Let a particle of mass $m$ be hung at the end of a pendulum rod that is $l$ meters long. The position of the particle is given by $(l, \theta, \phi)$ in spherical coordinates. In Cartesian coordinates, it is given by $$r = (l\sin\theta\cos\phi, l\sin\theta\sin\phi, l\cos\theta).$$ As such the potential energy of the system is $mgl\cos\theta$. To find the kinetic energy we need to have the square of the velocities as well $$\begin{aligned} \dot{x}^2 &= l^2(\dot{\theta}^2\cos^2\theta\cos^2\phi + \dot{\phi}^2\sin^2\theta\sin^2\phi - \frac{\dot{\theta}^2\dot{\phi}^2}{32}\sin^2(2\theta)\sin^2(2\phi)) \\ \dot{y}^2 &= l^2(\dot{\theta}^2\cos^2\theta\sin^2\phi + \dot{\phi}^2\sin^2\theta\cos^2\phi + \frac{\dot{\theta}^2\dot{\phi}^2}{32}\sin^2(2\theta)\sin^2(2\phi)) \\ \dot{z}^2 &= l^2\dot{\theta}^2\sin^2\theta \\ \end{aligned}$$ So by doing some more algebra we can deduce that $\dot{r}^2 = l^2(\dot{\theta}^2 + \dot{\phi}^2\sin^2\theta).$ Therefore the Lagrangian is given by $$ L = \frac{1}{2}ml^2\left(\dot{\theta}^2 + \dot{\phi}^2\sin^2\theta\right) - mgl\cos\theta $$ which is what we wanted to find.
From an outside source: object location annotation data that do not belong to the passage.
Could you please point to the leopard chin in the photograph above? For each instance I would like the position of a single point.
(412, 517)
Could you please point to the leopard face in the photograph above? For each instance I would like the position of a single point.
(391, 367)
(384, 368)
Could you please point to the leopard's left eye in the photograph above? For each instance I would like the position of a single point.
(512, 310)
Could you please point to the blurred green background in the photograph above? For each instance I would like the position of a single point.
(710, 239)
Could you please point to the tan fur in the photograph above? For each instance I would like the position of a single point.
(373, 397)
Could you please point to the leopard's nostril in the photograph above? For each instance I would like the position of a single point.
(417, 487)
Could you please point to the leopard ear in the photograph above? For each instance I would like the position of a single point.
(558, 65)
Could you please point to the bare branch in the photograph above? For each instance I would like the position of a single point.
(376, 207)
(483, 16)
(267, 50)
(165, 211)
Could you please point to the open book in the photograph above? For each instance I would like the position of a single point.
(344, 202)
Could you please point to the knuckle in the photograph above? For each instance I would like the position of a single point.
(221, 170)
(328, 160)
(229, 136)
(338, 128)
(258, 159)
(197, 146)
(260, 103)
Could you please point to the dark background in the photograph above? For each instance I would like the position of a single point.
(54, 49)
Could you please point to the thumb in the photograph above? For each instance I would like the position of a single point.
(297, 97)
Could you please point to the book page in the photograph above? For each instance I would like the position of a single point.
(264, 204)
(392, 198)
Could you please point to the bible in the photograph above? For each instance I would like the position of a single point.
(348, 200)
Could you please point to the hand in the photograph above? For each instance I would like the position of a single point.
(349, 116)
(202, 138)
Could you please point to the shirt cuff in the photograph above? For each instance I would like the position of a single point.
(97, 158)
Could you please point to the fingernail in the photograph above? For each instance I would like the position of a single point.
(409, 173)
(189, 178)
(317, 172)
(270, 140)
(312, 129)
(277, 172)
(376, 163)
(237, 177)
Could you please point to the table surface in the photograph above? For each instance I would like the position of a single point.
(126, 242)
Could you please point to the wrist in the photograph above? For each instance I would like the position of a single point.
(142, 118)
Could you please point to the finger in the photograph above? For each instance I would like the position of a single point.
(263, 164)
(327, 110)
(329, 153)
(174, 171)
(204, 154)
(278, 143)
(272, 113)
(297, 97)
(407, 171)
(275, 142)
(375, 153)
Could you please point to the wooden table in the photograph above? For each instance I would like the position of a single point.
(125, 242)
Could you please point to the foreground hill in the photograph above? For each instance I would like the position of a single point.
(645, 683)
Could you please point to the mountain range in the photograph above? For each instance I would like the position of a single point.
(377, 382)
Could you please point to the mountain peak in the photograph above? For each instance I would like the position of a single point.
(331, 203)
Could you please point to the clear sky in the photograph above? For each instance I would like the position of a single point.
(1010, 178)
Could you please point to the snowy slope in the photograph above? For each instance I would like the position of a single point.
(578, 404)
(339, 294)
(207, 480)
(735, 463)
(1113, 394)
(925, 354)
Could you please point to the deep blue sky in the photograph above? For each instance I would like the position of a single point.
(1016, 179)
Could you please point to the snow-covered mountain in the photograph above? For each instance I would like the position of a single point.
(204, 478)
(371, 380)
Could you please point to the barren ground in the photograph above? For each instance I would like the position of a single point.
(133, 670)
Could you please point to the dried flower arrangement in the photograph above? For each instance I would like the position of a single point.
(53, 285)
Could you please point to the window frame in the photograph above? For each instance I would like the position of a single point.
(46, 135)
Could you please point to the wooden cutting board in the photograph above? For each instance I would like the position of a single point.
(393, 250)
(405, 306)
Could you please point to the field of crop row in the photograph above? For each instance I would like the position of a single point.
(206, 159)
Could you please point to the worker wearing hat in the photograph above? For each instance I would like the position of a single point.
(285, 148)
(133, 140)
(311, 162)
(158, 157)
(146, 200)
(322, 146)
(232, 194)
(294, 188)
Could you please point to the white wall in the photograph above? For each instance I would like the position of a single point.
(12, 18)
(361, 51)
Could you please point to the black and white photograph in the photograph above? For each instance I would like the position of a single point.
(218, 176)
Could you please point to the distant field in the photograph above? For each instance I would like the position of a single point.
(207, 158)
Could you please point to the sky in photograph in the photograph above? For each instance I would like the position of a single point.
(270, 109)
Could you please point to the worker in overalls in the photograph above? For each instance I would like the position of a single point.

Problem 2. Find the Lagrangian of a 2D pendulum with a spring.
Let the length of the unstretched spring be $\lambda$ and the length of the spring, as a function of time, be $l.$ As such, the Cartesian position of the mass $m$ at the end of the spring is given by $\vec{r} = (l\cos\theta, l\sin\theta).$ The velocity is $\vec{v}$ is given by $(\dot{l}\cos\theta - l\dot{\theta}\sin\theta, \dot{l}\sin\theta + l\dot{\theta}\cos{\theta})$ As such the kinetic energy is $$\begin{aligned} T &= \frac{1}{2}m[(\dot{l}\cos\theta - l\dot{\theta}\sin\theta)^2 + (\dot{l}\sin\theta + l\dot{\theta}\cos{\theta})^2] \\ &= \frac{1}{2}m(\dot{l}^2 - (\dot{l}^2 + l^2\dot{\theta}^2)\sin^2\theta - l\dot{l}\dot{\theta}\sin2\theta) \end{aligned}$$ As for the potential energy, we have the gravitational energy which is $mgy = mgl\sin\theta.$ Since the spring is $\lambda$ meters long normally, when it is $l$ meters long is it either being compressed or stretched by $|l - \lambda|$ meters. Therefore the potential energy of the spring is $\frac{1}{2}k(l - \lambda)^2$ if the spring's constant is $k.$ So $U = mgl\sin\theta + \frac{1}{2}k(l - \lambda)^2.$ Since the Lagrangian is the difference between $T$ and $U$, then $$L = \frac{1}{2}m(\dot{l}^2 - (\dot{l}^2 + l^2\dot{\theta}^2\sin^2\theta) - l\dot{l}\dot{\theta}\sin2\theta) - mgl\sin\theta - \frac{1}{2}k(l - \lambda)^2.$$ Which is what we wanted to find.